Ductal carcinoma of the prostate is a rare variant of prostate cancer that presents most commonly with obstructive urinary symptoms or hematuria. This case series of 6 patients is the first to report the outcome of ductal carcinoma treated with external beam radiotherapy.


A retrospective review was performed of patients treated between 1980 and 2006 at Fox Chase Cancer Center, Philadelphia, Penn. Six patients were identified with ductal carcinoma.

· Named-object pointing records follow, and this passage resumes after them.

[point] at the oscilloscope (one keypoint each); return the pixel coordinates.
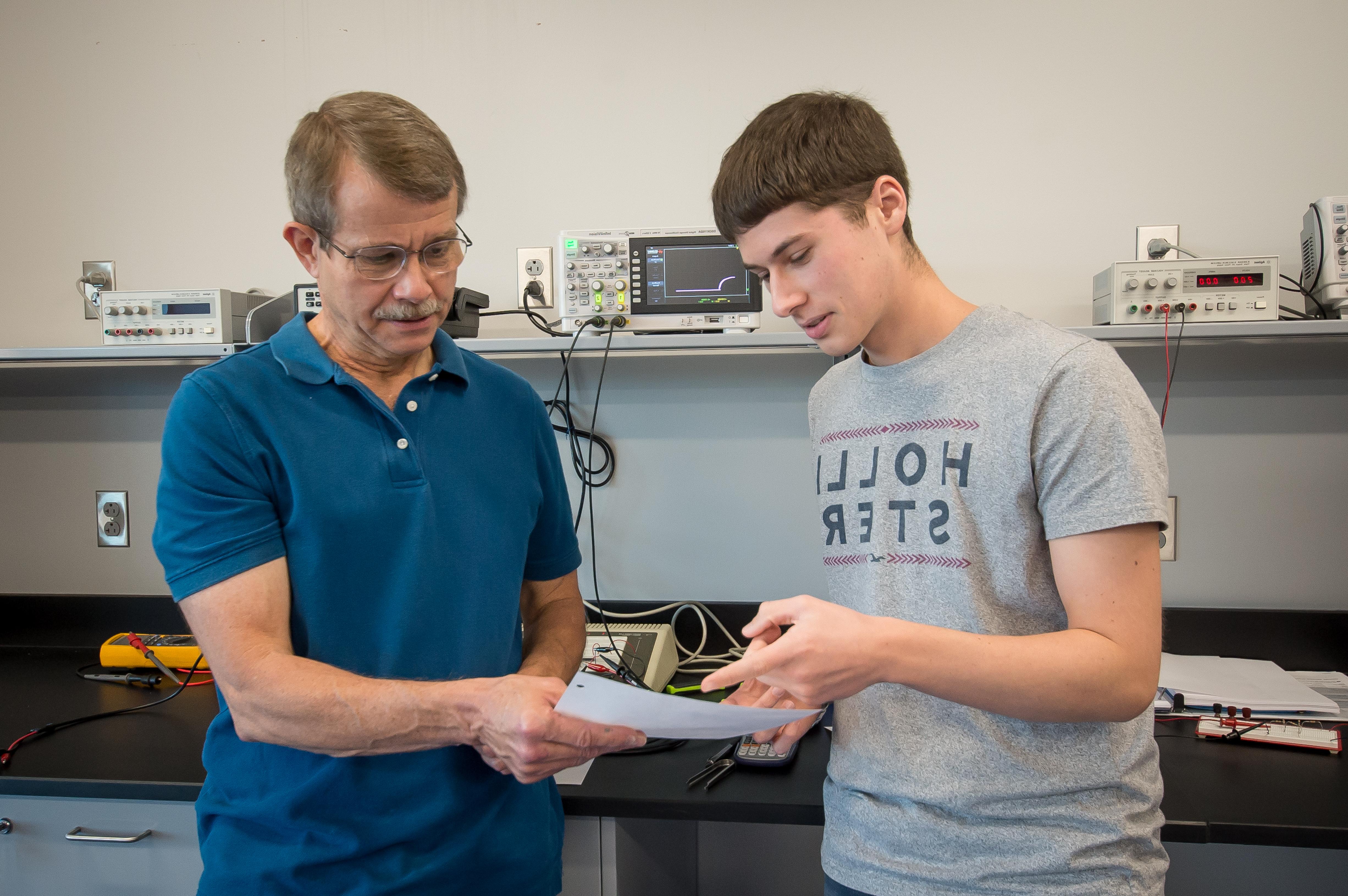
(661, 279)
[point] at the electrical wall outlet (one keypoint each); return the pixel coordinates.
(1149, 232)
(536, 267)
(96, 274)
(111, 510)
(1172, 536)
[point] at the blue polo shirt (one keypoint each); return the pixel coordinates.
(408, 534)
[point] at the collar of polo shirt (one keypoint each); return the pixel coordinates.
(301, 356)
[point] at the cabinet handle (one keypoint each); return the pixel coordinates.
(76, 834)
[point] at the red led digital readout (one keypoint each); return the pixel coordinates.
(1228, 279)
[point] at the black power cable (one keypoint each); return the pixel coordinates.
(534, 317)
(1175, 364)
(1304, 292)
(52, 728)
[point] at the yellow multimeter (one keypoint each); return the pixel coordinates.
(175, 651)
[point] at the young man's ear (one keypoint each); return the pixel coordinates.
(888, 196)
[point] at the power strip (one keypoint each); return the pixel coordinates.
(1286, 734)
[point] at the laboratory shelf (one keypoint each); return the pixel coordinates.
(119, 354)
(1234, 332)
(648, 344)
(1288, 333)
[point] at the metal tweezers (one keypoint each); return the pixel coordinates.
(716, 769)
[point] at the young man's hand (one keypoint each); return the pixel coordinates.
(755, 693)
(828, 654)
(518, 732)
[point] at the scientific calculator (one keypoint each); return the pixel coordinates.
(762, 755)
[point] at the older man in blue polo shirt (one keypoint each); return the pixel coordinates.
(369, 531)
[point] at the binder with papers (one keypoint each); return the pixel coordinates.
(1256, 685)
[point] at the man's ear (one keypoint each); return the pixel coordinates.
(304, 240)
(888, 196)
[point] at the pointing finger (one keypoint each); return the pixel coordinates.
(753, 666)
(777, 614)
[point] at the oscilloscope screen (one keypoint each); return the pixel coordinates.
(696, 275)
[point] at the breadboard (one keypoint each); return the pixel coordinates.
(1273, 732)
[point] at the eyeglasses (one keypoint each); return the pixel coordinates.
(386, 262)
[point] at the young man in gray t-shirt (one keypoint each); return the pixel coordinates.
(990, 490)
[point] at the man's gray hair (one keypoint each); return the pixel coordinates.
(390, 138)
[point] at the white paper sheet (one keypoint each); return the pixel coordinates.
(1332, 685)
(573, 775)
(600, 700)
(1259, 685)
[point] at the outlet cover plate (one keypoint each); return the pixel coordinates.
(114, 529)
(110, 274)
(1149, 232)
(534, 265)
(1171, 538)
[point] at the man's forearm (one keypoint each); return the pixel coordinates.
(1075, 676)
(554, 640)
(299, 703)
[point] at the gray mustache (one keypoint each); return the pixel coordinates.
(404, 312)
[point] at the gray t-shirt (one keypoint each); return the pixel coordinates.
(941, 480)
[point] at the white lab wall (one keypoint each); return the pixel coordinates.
(1038, 137)
(1038, 134)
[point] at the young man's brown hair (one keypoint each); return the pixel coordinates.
(821, 149)
(387, 137)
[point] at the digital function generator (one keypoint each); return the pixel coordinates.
(661, 279)
(170, 317)
(1195, 290)
(1324, 254)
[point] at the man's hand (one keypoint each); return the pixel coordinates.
(824, 657)
(520, 734)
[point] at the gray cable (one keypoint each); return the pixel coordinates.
(1158, 247)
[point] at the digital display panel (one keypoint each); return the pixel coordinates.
(696, 275)
(1227, 281)
(185, 308)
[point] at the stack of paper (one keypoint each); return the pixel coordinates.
(1257, 685)
(600, 700)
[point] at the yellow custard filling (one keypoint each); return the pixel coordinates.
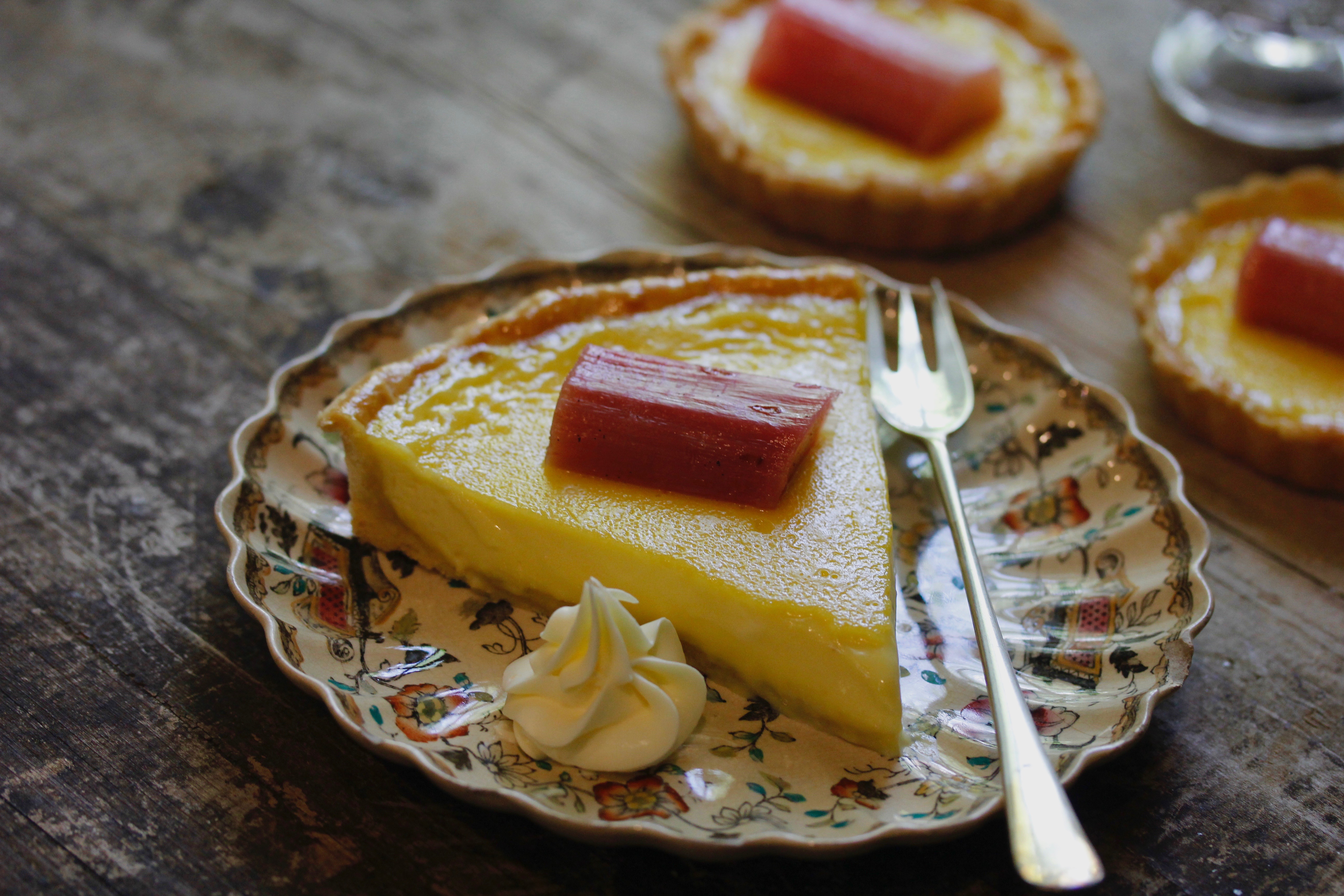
(1271, 373)
(794, 604)
(811, 144)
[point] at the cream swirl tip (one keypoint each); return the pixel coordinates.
(604, 692)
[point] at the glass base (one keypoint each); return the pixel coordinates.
(1263, 89)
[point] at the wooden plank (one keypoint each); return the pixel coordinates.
(1068, 280)
(250, 785)
(268, 172)
(229, 178)
(33, 863)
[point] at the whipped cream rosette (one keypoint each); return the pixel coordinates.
(604, 692)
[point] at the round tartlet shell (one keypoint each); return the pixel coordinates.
(881, 213)
(1285, 448)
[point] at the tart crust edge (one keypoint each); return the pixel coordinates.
(888, 214)
(1304, 454)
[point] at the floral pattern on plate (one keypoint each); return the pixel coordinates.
(1092, 554)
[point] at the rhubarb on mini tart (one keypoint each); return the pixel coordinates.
(1241, 305)
(890, 124)
(776, 574)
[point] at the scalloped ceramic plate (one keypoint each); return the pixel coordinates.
(1092, 550)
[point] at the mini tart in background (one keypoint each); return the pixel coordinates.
(1269, 400)
(830, 179)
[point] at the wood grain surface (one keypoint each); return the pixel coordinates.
(191, 191)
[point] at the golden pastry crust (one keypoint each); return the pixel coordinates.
(1306, 453)
(888, 213)
(550, 308)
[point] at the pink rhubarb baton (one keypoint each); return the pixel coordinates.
(855, 64)
(1293, 281)
(683, 428)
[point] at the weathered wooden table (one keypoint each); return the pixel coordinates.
(193, 190)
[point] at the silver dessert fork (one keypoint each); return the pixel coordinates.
(1049, 845)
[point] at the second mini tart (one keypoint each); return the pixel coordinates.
(1272, 401)
(824, 178)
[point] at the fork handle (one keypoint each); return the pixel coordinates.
(1049, 845)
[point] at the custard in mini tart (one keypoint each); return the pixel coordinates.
(822, 177)
(1269, 400)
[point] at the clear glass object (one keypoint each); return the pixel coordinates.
(1268, 73)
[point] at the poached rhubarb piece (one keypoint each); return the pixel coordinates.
(1293, 281)
(683, 428)
(855, 64)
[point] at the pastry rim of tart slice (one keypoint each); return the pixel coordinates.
(792, 604)
(885, 207)
(1303, 448)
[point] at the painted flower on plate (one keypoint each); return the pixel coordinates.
(646, 796)
(862, 792)
(428, 712)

Five of the 6 patients were treated definitively and the sixth patient was treated at recurrence 3 years after a radical prostatectomy. Patient ages ranged from 66-80 years and the initial prostate-specific antigen (iPSA) ranged from 1.69-100.3 ng/mL. Three patients had a mixed acinar and ductal carcinoma, 2 with a Gleason score (GS) of 8 and 1 with a GS of 7. Of the patients treated definitively, 4 had clinical stage T2A-T2C and 1 had clinical stage T1B. Definitive radiotherapy was delivered to the prostate with doses between 72 Gy and 78 Gy. Pelvic lymph nodes were treated in all patients. One patient was treated postradical prostatectomy to the prostate bed to a dose of 60 Gy. Adjuvant androgen deprivation was given in 5 of the patients. Two of the patients died from metastatic disease at 1.4 and 7.1 years after treatment. The remaining 4 patients remain alive between 3.2 and 4.8 years from treatment, with 3 patients biochemically without evidence of disease. No patients have developed a local recurrence.


Ductal carcinoma of the prostate may be treated effectively with external beam radiotherapy. Aggressive management is indicated, even with low-volume metastatic disease.